About

This API returns the file count, the total number of lines and the total number of bytes grouped by file extension, of a given public Github repository. As in the example below:

[ 
{ "extension": "java", 
"count": 4, "lines": 360, 
"bytes": 5246 
}, 
{ 
"extension": "xml", 
"count": 2, "lines": 45, 
"bytes": 368 
}, 
… 
] 

How to use it

In order to make a basic request to the API, all you need is a POST request to the root path of the application, with a payload such as the following:

{
	"repository": "${GITHUB_REPO_NAME}"
}

The duration of the first request might take a while, depending on the size and structure of the given repository. After the first request of an especific repository, that response is stored in cache. That way, the next requests for that same repository will take no reprocessing. In order to invalidate that cache and reload the response, you just need to make the same POST request with an additional payload attribute:

{
	"repository": "${GITHUB_REPO_NAME}",
        "refresh": "true"
}

Example

image

Docker Image

This repository contains a Dockerfile through which it is possible to generate a docker image for the API.

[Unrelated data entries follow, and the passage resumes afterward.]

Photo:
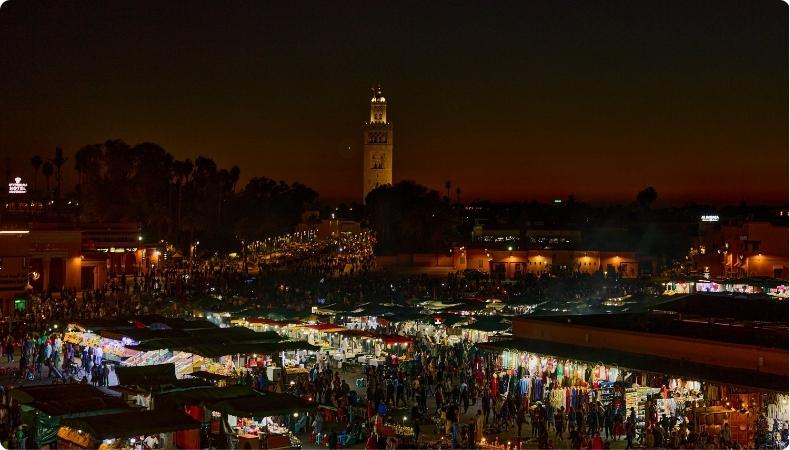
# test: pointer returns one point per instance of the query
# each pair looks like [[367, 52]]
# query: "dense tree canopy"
[[182, 201], [408, 217]]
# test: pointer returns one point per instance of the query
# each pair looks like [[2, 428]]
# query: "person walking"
[[559, 423], [479, 425]]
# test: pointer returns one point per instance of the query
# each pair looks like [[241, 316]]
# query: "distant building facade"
[[518, 263], [376, 146], [748, 249]]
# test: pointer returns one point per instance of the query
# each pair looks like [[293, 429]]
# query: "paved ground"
[[429, 432]]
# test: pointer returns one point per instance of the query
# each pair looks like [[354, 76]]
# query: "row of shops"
[[693, 404], [750, 286], [77, 416]]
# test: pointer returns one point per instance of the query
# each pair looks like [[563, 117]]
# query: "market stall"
[[154, 429], [262, 421]]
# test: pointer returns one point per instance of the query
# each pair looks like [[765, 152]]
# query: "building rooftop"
[[757, 322]]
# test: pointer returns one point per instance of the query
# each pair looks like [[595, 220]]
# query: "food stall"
[[262, 421], [154, 429]]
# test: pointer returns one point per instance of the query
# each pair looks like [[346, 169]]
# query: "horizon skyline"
[[688, 99]]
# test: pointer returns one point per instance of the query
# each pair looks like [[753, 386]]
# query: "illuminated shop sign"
[[17, 187]]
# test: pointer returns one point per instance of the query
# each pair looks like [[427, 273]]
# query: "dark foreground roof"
[[203, 395], [772, 335], [69, 400], [266, 404], [130, 424], [728, 307], [154, 375], [647, 363]]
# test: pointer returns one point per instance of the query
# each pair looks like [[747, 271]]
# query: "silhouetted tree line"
[[408, 217], [176, 200]]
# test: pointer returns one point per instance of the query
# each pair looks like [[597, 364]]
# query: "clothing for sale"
[[557, 398], [524, 385]]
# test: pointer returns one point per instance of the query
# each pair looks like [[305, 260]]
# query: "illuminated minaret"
[[377, 145]]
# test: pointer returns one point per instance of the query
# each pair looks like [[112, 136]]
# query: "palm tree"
[[58, 161], [36, 161], [182, 170], [47, 169]]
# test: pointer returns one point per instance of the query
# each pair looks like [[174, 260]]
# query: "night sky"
[[524, 100]]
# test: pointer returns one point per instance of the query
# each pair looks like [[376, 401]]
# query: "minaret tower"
[[377, 145]]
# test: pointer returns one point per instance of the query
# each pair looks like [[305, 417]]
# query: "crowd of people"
[[440, 394]]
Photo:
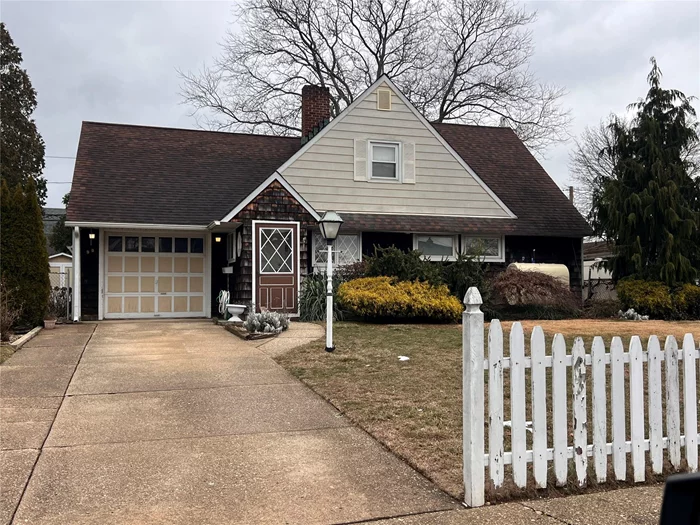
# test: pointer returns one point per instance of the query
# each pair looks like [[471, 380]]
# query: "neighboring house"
[[60, 264], [597, 281], [169, 208]]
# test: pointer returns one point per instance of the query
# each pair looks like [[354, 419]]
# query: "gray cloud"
[[116, 61]]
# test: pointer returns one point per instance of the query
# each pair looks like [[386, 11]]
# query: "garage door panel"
[[148, 284], [131, 284], [180, 285], [144, 278], [148, 264]]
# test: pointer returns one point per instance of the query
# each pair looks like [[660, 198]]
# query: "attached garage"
[[150, 275]]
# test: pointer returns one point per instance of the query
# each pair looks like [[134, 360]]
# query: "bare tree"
[[590, 162], [456, 60]]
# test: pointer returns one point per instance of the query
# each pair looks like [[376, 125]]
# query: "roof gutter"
[[136, 226]]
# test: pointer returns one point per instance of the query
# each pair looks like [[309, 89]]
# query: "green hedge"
[[23, 255]]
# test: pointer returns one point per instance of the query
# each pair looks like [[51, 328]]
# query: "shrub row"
[[658, 301], [389, 299]]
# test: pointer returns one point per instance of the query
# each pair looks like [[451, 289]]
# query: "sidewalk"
[[637, 505], [183, 423]]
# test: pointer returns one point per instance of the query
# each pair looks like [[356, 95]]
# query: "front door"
[[276, 266]]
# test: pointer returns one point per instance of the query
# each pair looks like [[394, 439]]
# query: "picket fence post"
[[473, 398]]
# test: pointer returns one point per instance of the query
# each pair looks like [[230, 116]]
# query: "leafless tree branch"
[[456, 60]]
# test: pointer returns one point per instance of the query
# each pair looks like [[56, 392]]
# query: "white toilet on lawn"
[[235, 311]]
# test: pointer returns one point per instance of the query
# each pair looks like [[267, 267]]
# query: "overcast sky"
[[116, 61]]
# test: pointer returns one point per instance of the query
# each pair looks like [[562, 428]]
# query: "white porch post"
[[473, 398], [77, 307], [329, 299]]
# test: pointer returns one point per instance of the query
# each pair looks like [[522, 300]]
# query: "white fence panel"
[[690, 404], [607, 406], [599, 412], [578, 381], [656, 432], [496, 466], [517, 404], [673, 406], [617, 372], [637, 408], [539, 407], [560, 427]]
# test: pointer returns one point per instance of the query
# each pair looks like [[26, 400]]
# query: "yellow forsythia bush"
[[386, 298]]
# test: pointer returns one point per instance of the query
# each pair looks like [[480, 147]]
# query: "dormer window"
[[384, 162]]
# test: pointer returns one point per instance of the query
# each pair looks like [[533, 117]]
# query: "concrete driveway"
[[181, 422]]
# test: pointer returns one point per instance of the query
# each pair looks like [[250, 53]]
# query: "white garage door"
[[153, 276]]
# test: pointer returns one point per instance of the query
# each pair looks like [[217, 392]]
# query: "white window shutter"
[[409, 163], [360, 160]]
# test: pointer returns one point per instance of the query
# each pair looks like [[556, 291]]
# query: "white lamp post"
[[330, 226]]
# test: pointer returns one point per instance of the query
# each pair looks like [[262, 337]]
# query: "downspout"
[[77, 307]]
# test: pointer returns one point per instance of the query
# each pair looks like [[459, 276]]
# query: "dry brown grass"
[[414, 407]]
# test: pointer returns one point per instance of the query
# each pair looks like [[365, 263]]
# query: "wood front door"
[[276, 266]]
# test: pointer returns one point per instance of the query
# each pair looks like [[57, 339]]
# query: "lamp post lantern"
[[330, 226]]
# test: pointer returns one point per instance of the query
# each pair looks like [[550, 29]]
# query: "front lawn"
[[414, 407]]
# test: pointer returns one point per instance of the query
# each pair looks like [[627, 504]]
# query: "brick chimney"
[[315, 108]]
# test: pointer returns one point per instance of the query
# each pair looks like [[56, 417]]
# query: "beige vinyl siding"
[[324, 173]]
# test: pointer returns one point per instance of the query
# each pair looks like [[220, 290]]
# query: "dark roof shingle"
[[140, 174], [506, 166]]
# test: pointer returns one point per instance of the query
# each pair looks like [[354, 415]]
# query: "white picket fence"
[[576, 366]]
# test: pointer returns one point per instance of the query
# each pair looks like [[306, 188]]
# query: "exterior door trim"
[[255, 257]]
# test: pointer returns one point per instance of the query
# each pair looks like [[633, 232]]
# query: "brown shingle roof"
[[140, 174], [503, 162]]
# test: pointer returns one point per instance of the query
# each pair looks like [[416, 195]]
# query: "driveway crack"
[[41, 448]]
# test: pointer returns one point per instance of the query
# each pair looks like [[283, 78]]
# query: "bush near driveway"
[[658, 301], [25, 261], [532, 295], [386, 298]]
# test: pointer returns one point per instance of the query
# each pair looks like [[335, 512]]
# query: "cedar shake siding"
[[274, 203]]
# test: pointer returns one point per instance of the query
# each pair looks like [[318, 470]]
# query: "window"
[[486, 248], [384, 161], [165, 244], [346, 250], [131, 244], [115, 244], [435, 247], [231, 247], [181, 244], [148, 244], [196, 245]]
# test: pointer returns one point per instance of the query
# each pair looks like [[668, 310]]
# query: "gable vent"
[[384, 99]]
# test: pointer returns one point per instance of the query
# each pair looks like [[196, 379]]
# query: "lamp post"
[[330, 226]]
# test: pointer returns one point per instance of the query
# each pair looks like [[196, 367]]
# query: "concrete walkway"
[[181, 422]]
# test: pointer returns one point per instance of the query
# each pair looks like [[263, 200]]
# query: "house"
[[159, 213], [60, 264], [597, 280]]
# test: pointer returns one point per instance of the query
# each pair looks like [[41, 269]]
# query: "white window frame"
[[437, 258], [501, 257], [370, 160], [322, 264], [231, 247]]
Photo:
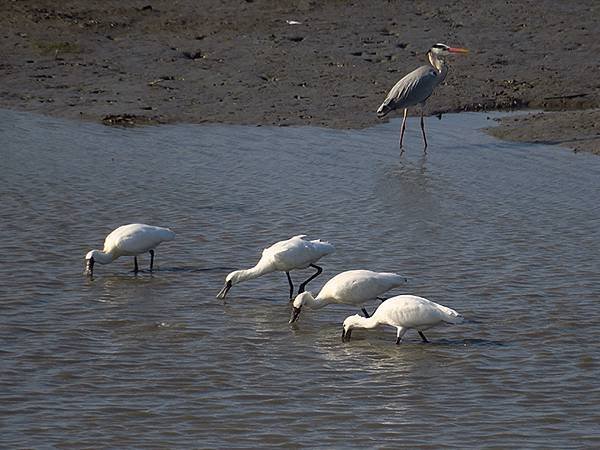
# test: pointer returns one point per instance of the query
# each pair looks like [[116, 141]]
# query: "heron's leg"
[[291, 286], [315, 275], [399, 334], [403, 127], [151, 260], [423, 130]]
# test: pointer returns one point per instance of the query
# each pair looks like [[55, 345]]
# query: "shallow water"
[[505, 233]]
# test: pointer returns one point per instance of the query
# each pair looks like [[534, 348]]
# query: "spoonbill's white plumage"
[[353, 287], [283, 256], [129, 240], [403, 312]]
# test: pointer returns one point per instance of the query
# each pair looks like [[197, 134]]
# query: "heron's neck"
[[104, 257], [440, 66]]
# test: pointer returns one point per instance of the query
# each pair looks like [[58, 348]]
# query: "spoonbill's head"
[[300, 300], [350, 323], [89, 262], [230, 280], [445, 50]]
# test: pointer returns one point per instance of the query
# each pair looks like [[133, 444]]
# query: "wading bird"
[[283, 256], [353, 287], [403, 312], [416, 87], [128, 240]]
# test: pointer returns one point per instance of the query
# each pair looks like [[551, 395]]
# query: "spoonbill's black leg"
[[291, 286], [151, 260], [315, 275]]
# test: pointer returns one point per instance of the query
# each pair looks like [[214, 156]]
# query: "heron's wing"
[[413, 89]]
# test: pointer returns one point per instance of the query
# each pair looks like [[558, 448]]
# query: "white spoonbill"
[[128, 240], [404, 312], [353, 287], [283, 256]]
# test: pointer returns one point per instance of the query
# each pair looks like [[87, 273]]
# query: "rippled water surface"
[[505, 233]]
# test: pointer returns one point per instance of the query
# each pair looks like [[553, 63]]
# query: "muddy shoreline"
[[128, 63]]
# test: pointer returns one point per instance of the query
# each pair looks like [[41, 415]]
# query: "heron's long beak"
[[458, 50], [89, 267], [346, 335], [295, 314], [223, 292]]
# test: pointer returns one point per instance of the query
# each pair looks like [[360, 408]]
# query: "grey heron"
[[416, 87]]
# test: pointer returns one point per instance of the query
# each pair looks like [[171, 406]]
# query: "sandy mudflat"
[[131, 62]]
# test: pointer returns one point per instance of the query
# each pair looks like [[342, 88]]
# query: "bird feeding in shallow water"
[[283, 256], [128, 240], [416, 87], [403, 312], [353, 287]]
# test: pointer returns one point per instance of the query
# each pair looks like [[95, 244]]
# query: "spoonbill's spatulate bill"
[[416, 87], [403, 312], [353, 287], [129, 240], [283, 256]]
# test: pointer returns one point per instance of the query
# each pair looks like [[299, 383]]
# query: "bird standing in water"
[[128, 240], [403, 312]]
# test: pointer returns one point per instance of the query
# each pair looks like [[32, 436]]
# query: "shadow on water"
[[502, 232]]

The image was also made available on a public Docker Hub repo:

jonathandavidbr/github-scrapper

To download the latest image available:

docker pull jonathandavidbr/github-scrapper:latest

To run the image:

docker run -p ${LOCAL_PORT}:5000 ${IMAGE_NAME}

Where LOCAL_PORT is the port in which the image must run, and IMAGE_NAME is the tag name given to the downloaded image.

CI/CD with Auto DevOps

This template is compatible with Auto DevOps. Auto Deploy of the master branch is enabled through configuration on Heroku.

Java Spring template project

This project is based on a GitLab Project Template.

Future Improvements

  • Performance improvements on requests and processing
  • Auto cache invalidation based on Last Commit info
  • Repository validation at request
  • Visibility for repositories already stored
  • Data persistence